In some instances, such behaviour coincides with similar efforts by Beijing, not due to any coordination or a shared ideology, but simply the result of similar strategies to assail the government in Taipei. Other than those who have been co-opted by the CCP, the opposition politicians and their supporters who weaponize polarization do so for parochial reasons, i.e., to weaken their opponent. The danger in all this is that accusations by the DPP side, to the effect that all members of the opposition are tools of the CCP, further exacerbate divisions by making an enemy of the other side, one that purportedly seeks to destroy Taiwan by assisting Beijing’s annexationist efforts. They must realize that not all criticism of the DPP or the Tsai Ing-wen administration is the result of CCP fellow travellers.
This continuous battle, moreover, creates foibles in Taiwan’s armor that the CCP can exploit to its advantage. Besides contributing to the disinformation environment, Beijing is a close student of the contradictions and crises within Taiwanese society that can be exploited, either through exacerbation or the co-optation of individuals who will do anything to undermine their domestic opponent. This situation is reminiscent of what Timothy Snyder describes in his book The Road to Unfreedom: “This level of partisanship, where the enemy is the opposing party and the outside world is neglected, creates a vulnerability that can be exploited by hostile actors in the outside world.”
A country with a broken polity will not be able to stand up to an external opponent.
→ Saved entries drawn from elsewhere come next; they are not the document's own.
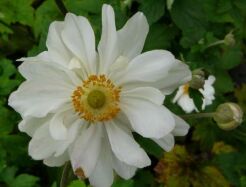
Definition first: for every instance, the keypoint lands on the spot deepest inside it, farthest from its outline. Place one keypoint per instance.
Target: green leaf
(231, 165)
(190, 17)
(223, 82)
(77, 183)
(149, 146)
(152, 10)
(24, 180)
(44, 15)
(160, 36)
(17, 11)
(231, 58)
If it can’t come together to address a health emergency, if it allows its irresponsible politicians to manipulate and exacerbate divisions, it’s difficult to imagine how it could foster the unity that would be needed to counter an attempted military invasion by the PLA.
Ironically, despite the small number of politicians who appear to share the CCP’s goals with regards to Taiwan, the majority are not in favour of unification and share many values with their purported enemies in the opposite camp. And yet, through their irresponsible harnessing of polarization and disinformation for short-term political gain, they become inadvertent allies of the hostile regime across the Taiwan Strait. Healthy competition is at the heart of democracy. However, abusing the freedoms that democracy gives participants in its exercise by not respecting the rules and forsaking the necessity of acting as a loyal opposition, constitutes nothing less than the use of democracy to destroy it.
Before it’s too late, all sides in Taiwan must tone down the rhetoric, put an end to the outbreak of disinformation, and take stock of what is in the national interest. They must bridge the increasingly unhealthy divisions that now flare up with increasing frequency, and cast out those in positions of authority who refuse to do so. Finally, they must concentrate their efforts so as to present a united front against the real enemies facing this country: COVID-19 and the CCP.
J. Michael Cole is a Taipei-based senior fellow with the Macdonald-Laurier Institute, the Global Taiwan Institute in Washington, D.C., and the Taiwan Studies Programme at the University of Nottingham, UK. He is a former intelligence officer with the Canadian Security Intelligence Service.